Learn how a Pulitzer Prize winner does it

Growing up, Colson Whitehead spent hours alone in his room reading comic books and sci-fi novels. ‘I was practically a shut-in,’ he said, and would have loved to be ‘a sickly child’ with an excuse to stay indoors. When he was around 10 or 11 he decided being a writer sounded like a pretty good gig—‘you didn’t have to wear clothes or talk to people and could spend all day making stuff up’. It turned out pretty well for Whitehead but only after years of hard work and rejection.
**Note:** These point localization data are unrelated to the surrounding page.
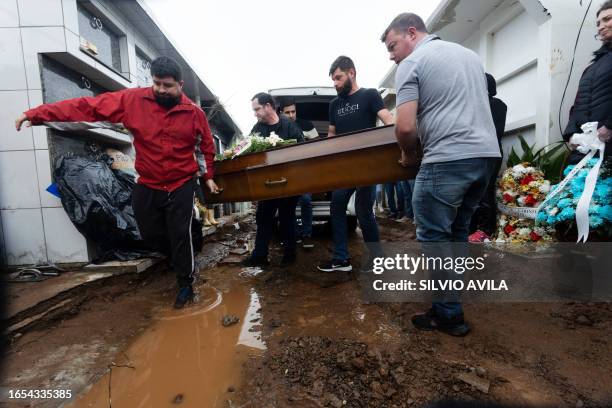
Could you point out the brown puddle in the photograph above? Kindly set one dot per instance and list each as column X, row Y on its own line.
column 187, row 357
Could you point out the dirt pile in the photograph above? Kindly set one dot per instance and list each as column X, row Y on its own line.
column 346, row 373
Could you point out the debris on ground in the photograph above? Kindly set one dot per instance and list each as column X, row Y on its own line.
column 229, row 320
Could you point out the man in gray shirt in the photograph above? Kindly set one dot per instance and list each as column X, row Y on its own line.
column 442, row 101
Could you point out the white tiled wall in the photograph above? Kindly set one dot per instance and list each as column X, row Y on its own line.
column 2, row 250
column 37, row 40
column 64, row 242
column 43, row 167
column 12, row 71
column 40, row 13
column 18, row 179
column 13, row 104
column 25, row 240
column 71, row 17
column 39, row 132
column 9, row 17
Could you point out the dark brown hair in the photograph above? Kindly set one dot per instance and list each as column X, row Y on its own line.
column 403, row 22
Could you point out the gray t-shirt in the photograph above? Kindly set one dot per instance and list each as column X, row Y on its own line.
column 454, row 116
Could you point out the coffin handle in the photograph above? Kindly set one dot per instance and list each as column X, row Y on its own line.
column 270, row 183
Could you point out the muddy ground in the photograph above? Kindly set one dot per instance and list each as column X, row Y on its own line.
column 324, row 346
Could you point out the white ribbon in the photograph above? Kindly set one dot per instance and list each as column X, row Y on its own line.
column 588, row 143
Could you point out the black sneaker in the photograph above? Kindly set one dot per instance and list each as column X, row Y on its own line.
column 429, row 321
column 254, row 261
column 184, row 296
column 307, row 243
column 335, row 266
column 288, row 259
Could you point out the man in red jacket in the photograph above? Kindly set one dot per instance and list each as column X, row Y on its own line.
column 173, row 143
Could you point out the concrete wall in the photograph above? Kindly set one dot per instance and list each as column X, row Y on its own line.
column 528, row 46
column 34, row 227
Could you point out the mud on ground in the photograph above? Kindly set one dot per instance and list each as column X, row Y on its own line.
column 326, row 348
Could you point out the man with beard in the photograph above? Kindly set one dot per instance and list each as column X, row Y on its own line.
column 442, row 101
column 354, row 109
column 173, row 144
column 268, row 121
column 593, row 101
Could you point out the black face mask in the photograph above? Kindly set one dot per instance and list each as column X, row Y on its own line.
column 167, row 101
column 344, row 91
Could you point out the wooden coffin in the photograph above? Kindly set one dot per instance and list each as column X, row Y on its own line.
column 354, row 159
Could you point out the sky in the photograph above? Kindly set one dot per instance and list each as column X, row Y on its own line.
column 240, row 48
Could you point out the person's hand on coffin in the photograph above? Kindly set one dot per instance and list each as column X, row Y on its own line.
column 408, row 158
column 212, row 186
column 20, row 120
column 605, row 134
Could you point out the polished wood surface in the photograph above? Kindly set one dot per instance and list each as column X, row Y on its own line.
column 351, row 160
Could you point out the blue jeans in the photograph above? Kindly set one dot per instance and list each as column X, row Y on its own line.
column 392, row 189
column 305, row 202
column 364, row 201
column 408, row 187
column 444, row 199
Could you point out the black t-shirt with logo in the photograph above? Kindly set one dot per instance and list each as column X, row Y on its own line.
column 355, row 112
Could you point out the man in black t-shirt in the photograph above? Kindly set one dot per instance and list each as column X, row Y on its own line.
column 304, row 231
column 354, row 109
column 269, row 121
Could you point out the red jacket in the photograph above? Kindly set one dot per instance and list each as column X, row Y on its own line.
column 166, row 141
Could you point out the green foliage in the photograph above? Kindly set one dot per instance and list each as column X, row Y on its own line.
column 550, row 159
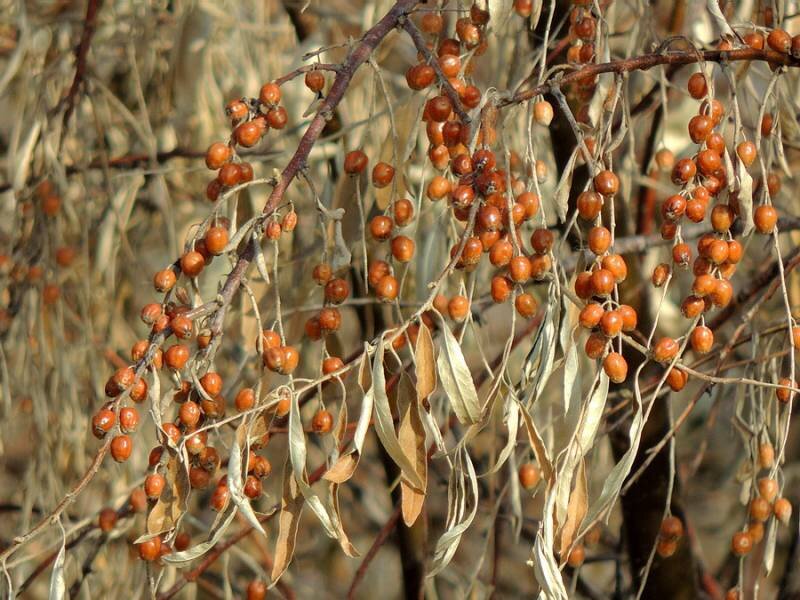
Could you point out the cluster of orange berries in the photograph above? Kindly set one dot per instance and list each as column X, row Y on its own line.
column 763, row 506
column 582, row 33
column 702, row 178
column 606, row 318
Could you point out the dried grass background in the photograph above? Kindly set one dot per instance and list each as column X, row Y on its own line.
column 159, row 74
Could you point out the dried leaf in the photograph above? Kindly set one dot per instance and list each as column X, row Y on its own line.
column 288, row 522
column 297, row 456
column 178, row 558
column 425, row 358
column 576, row 511
column 384, row 423
column 457, row 379
column 461, row 497
column 261, row 262
column 58, row 587
column 411, row 435
column 168, row 508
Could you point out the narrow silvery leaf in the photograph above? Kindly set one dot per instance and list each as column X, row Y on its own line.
column 177, row 558
column 458, row 522
column 58, row 587
column 260, row 261
column 384, row 422
column 425, row 363
column 457, row 379
column 297, row 455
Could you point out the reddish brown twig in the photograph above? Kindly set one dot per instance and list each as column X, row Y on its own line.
column 380, row 540
column 648, row 61
column 81, row 53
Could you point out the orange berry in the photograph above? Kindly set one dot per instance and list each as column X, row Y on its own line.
column 665, row 350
Our master class studied his Pulitzer Prize-winning novel The Underground Railroad and were grateful to the John Adams Institute for bringing him to Amsterdam this December. We’ve pulled together some of our key takeaways from that evening here.

  • Give yourself a chance to learn how to write – According to Whitehead his first efforts were pretty awful. ‘Write a crappy story and then the next one will be better,’ he said when asked ‘How do you become a great writer?’
  • Write what scares you, but find a way to make it fun – The material for The Underground Railroad is pretty much as dark as it gets: slavery and all the evils that go with it. Whitehead figured out several ways to make the novel more enjoyable, or at least bearable, for himself as a writer and for his readers:
    • using magic realism – turning the metaphor of the Underground Railroad, the network of people who helped slaves escape, into a literal underground railroad, like a subway, was the key that unlocked the novel for him;
    • creating a main character who was quite different than himself, which gave him some emotional distance from the story (he had originally started out with a male character before ‘finding’ Cora); and
    • finding a good model – from Gulliver’s Travels, Whitehead borrowed the idea of dividing the book into a series of new worlds (the different US states), each with its own set of rules, that characters could explore and would have to learn to negotiate.
  • Learn how to deal with rejection – When Whitehead sent his first stories in to apply for creative writing classes, he was turned down each time. But he kept on writing. His first novel accumulated so many rejection slips he began considering other career paths—pianist, hand model, surgeon. In the end, he stayed the course. ‘It didn’t matter if no one liked what I was doing, I had no choice so I got back to work and it got better.’